As for the characteristics of such a cultural play space, the question arises because of the very different psychologies of children and adults. Here I’m thinking both in cognitive terms and affective-motivational terms. I assume that children and adults construe the objects in this space in very different ways – each according to her needs and capacities. What interests me is that objects can be created which answer to such very different psychologies. How is that possible? What specific characteristics must those objects have?

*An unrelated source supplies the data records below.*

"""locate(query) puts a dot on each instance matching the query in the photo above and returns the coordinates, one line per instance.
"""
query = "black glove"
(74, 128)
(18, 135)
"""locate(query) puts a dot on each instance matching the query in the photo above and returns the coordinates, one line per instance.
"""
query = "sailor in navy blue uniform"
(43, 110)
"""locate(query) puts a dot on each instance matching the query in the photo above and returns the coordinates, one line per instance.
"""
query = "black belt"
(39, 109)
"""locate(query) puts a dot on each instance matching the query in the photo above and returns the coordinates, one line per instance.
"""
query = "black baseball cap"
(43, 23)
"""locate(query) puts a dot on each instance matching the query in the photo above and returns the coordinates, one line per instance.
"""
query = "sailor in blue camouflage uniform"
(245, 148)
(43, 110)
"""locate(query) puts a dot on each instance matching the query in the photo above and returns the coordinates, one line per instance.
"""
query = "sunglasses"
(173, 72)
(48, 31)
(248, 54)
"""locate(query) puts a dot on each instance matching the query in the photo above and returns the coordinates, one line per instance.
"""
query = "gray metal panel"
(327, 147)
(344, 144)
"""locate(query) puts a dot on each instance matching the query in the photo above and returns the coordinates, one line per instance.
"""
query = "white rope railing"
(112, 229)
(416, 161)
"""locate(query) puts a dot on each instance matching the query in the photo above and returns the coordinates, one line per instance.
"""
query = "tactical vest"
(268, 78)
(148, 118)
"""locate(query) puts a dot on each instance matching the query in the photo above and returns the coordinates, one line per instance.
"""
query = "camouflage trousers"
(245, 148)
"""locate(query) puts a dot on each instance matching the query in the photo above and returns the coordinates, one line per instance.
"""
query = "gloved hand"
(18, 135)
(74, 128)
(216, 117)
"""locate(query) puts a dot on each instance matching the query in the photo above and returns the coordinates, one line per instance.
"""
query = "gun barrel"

Robots, Cyborgs, and Kawaii
Takashi Murakami seems to be suggesting all of this and more in “Earth in my Window,” his long essay in
Little Boy: The Arts of Japan’s Exploding Subculture (2005, p. 148):
Robots are refined to a level at which they compensate for the inadequacy of human communication, expand human capabilities, and even possess self-consciousness. With the aid of such robots, humans can evolve into superhuman New Types. People themselves become a black hole: life in death, transformation, repeated mutation. Thought stops and the child never grows up. Sucked in by kawaii, you lose initiative, or laugh at your own lethargy and take a robot for a real-world partner. And yet, amidst it all, people awaken and evolve toward a new humanity.